Assertion: Because modern humans are a young species, there has not been enough time for major differences to emerge between populations.

This is false. 5 to 10 thousand

years ago a set of strangely mutated humans arose. They continued to be able to digest lactose sugar as adults, in contravention of the mammalian norm. In fact, humans are the only mammals where many adults continue to be able to consume milk sugar as adults. The rapidity of this shift has been incredible. 5,000 years ago almost everyone in Scandinavia was lactose intolerant

. Today, very few are. The area of the European genome responsible for this shift is strikingly homogeneous, as a giant DNA fragment "swept" through populations in a few dozen generations. The literature on recent human evolution

is still evolving, so to speak. But it is clear that during the Holocene, the last 10,000 years, our species has been subject to a wide array of selective forces. Lactose tolerance, malaria tolerance, differences in color, hair form, and size, seem to be due to recent adaptations. And because of different selection pressures human populations will evolve, change, and diversify. Our African ancestors left 50 to 100 thousand years ago. If 10,000 years was enough time for a great deal of evolution, then the "Out of Africa" event was long enough ago to result in genetic diversification, which we see around us.

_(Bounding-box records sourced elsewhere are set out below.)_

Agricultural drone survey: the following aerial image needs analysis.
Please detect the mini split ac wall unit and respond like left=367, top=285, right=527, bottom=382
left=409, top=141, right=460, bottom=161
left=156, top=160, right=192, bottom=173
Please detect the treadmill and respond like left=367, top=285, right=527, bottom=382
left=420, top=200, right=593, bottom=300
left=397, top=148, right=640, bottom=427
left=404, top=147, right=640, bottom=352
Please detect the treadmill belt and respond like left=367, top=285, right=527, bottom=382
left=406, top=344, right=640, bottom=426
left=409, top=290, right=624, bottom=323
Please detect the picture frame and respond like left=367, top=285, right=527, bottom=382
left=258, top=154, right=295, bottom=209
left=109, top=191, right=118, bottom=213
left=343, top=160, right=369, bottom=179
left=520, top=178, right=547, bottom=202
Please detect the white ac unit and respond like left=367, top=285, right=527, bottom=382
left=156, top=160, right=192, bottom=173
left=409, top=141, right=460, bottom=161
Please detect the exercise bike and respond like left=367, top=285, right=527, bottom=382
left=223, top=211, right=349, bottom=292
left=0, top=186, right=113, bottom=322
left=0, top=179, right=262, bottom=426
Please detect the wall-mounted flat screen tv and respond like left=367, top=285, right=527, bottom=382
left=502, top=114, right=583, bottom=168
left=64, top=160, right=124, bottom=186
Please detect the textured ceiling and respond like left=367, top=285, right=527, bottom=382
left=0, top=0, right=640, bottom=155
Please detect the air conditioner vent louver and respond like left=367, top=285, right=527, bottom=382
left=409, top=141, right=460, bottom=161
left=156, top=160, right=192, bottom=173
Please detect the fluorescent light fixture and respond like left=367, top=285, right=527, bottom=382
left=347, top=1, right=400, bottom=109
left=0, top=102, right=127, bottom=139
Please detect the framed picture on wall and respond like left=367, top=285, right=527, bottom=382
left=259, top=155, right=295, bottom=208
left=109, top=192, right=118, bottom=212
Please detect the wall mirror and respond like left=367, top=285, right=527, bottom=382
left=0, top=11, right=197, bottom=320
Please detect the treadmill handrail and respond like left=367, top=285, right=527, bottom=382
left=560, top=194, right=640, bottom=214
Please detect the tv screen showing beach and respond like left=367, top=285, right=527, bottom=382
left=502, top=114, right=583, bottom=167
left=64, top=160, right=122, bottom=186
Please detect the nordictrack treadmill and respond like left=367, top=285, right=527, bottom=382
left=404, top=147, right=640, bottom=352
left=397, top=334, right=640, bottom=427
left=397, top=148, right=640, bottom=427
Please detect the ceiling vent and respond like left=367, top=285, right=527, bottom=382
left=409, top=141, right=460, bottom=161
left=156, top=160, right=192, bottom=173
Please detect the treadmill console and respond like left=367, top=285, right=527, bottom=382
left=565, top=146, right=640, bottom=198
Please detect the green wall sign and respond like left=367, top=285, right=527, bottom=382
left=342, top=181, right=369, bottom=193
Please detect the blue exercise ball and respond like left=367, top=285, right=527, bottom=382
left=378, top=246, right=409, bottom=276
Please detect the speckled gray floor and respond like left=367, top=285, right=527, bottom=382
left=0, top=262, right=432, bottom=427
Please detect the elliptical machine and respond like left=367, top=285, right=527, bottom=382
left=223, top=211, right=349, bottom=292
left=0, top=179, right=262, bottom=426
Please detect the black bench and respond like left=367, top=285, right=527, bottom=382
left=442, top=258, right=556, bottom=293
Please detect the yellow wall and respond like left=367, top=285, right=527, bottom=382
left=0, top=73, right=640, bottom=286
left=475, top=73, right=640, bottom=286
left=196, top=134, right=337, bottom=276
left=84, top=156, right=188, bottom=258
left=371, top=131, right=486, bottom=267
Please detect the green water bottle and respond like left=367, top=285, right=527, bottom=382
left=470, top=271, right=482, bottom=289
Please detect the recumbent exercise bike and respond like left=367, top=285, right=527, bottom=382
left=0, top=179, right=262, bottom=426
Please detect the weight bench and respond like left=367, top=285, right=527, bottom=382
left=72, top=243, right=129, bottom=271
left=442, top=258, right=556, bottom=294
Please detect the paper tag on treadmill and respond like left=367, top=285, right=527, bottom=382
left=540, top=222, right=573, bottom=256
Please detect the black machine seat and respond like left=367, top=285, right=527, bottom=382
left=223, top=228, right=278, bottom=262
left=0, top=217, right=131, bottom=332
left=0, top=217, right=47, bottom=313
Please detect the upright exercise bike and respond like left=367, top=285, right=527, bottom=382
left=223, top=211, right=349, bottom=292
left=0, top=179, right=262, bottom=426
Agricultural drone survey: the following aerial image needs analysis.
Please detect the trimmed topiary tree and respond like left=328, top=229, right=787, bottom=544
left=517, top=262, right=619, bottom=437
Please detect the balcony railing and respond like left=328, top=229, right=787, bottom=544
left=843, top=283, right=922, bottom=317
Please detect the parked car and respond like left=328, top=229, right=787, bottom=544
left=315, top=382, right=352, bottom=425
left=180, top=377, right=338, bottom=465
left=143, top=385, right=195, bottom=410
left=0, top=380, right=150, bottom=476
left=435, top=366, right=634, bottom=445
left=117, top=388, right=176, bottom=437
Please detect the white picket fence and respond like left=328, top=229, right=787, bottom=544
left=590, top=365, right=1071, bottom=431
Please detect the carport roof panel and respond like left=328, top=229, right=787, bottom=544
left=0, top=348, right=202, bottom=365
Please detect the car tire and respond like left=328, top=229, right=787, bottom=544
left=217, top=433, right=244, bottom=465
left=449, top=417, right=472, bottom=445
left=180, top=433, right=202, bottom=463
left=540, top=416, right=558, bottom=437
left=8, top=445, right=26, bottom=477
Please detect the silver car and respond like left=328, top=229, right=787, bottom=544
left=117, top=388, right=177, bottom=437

Assertion: Race is a social construction and a biological myth.

Race, the way we have traditionally thought of it, is indeed a social construction. But whether racial groups are purely a biological myth is debatable. There are serious biologists who believe that race is a

useful framework

. Race may be a biological myth, but there is no unanimous consensus on this topic, and those who dissent from the position that it is a myth are not marginal cranks. 100 years ago almost everyone agreed that race was real, and that the consequences of race entailed that populations should be subject to different standards of treatment. Today almost no one agrees with the proposition that populations should be subject to different standards of treatment (besides racism-countering policies like affirmative action), but there is disagreement on whether race is real or not. The key issue is to move beyond the term race. Rather, the question is this: does evolution apply to humans? If so, then we must remember that variation is the very stuff of evolution. Not only does variation emerge as an outcome of evolution, but it is the raw material of evolution. The creationist Duane Gish is wont to say that if you tell people they are animals, they will behave like animals. The reality is that humans are animals, but we are no less human for it. Similarly, people fear that if you admit that populations may be biologically different it may lead some to conclude that they are morally different. But the fact is that different populations are biologically different, and none are less human for it.